I have a bird in my chest. The size, color, and appearance of the bird are unknown. One day he struggles to fly away in frustration, but one day he is as quiet as if he was sleeping.
Every time a bird flaps its wings, I am in agony, unable to pull myself together. Sometimes it lasts for hours and sometimes it goes for days. If it lasts long, I lose my appetite and lie down. Then the bird suddenly becomes quiet as if it found a safe nest. I sneak up from my bed and try to cheer myself up.
Sometimes I put the bird to sleep and sometimes the bird itself becomes quiet. Wouldn't it be time to let the bird go? Birds fly freely and I want to be comfortable without being swayed by bird.
I want to take the bird out of my body and send it flying away, but it's not easy to take the bird out and send it away. Is death the only way for the bird and I to part ways? Can't we really go our separate ways before we die?
If it is something that can only be solved by death, I should accept it as part of my body and live without being swayed whether the bird makes a fuss or not. The bird may fly away because the bird doesn't want to live with someone who doesn't play with. This is my task.
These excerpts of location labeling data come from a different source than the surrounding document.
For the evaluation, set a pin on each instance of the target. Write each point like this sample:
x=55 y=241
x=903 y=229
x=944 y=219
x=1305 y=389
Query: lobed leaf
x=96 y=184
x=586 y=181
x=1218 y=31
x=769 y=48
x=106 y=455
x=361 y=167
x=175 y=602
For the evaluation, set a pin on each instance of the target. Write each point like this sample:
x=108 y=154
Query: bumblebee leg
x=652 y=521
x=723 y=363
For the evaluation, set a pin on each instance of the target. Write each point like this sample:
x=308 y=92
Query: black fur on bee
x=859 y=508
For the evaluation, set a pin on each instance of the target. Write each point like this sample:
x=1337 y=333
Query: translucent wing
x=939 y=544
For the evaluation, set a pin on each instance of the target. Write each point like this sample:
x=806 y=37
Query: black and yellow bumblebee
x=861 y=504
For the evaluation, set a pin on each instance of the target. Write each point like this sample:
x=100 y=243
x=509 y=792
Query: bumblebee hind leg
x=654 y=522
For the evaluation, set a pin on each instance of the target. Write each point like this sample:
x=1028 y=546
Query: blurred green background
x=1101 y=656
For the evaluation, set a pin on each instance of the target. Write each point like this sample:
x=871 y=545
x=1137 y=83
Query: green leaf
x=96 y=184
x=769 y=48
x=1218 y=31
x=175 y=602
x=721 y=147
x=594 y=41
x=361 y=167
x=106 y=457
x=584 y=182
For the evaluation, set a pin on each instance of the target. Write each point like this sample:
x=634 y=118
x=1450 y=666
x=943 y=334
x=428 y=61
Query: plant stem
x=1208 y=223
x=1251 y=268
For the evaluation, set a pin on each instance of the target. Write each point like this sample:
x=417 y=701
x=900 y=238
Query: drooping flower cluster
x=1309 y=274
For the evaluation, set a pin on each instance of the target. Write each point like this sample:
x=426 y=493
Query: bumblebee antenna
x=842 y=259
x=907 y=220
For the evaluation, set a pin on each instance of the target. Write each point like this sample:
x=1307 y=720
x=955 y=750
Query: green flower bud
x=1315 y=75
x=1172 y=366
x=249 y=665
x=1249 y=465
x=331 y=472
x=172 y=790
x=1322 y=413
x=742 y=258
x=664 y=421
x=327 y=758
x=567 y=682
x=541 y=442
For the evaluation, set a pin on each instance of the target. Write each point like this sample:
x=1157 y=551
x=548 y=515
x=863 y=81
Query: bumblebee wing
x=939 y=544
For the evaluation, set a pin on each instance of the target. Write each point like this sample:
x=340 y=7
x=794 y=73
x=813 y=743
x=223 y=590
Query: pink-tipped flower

The eye pressure was high, so I went in and out of the eye doctor's office from time to time. One day, the doctor asked me to sit in the waiting room for a while until the pressure goes down even after the treatment was done. Then one day, the doctor told me that I had to undergo surgery before glaucoma come, so I had to do it all of a sudden. I had surgery on my right eye first. And a week later, I had surgery on my left eye. I thought I'd have another doctor diagnose me, but I gave it up and hurried to do what the doctor said. This is because my father often used to measure his eyes pressure. And since my aunt was young, she began to slowly become blind. She treated her eyes there with the help of her daughter who lives in Germany, but ended up losing her sight.
I asked my doctor if my eyes were ruined because I was painting, writing, or because of the computer I was living with. “It has nothing to do with those things, it runs in the family.” Laser surgery was simple and the surgical result is good, the doctor said. However, a gray dot in the left eye follows each time my eyes move. I'm scared to open my eyes because I feel nauseous and nervous. 'How can I live with if it follow me like this forever!' The bird in my heart impulses me flapping its wings nonstop. It's okay to darken the house and wear sunglasses. The doctor only says that it will get better over time. It's been over two months.
Do it if you want to flap your wings at a bird. It's a good thing I'm not blind like my aunt. If I can't fly you away, we have to live together," I murmured, training to accept the bird flaps the wings as part of my body. The gray spots that were clearly and frequently seen were blurry and less visible.
Is that the reason what the doctor said that it will get better over time? Or is it because it's part of training to accept the bird flap the wings as part of my body?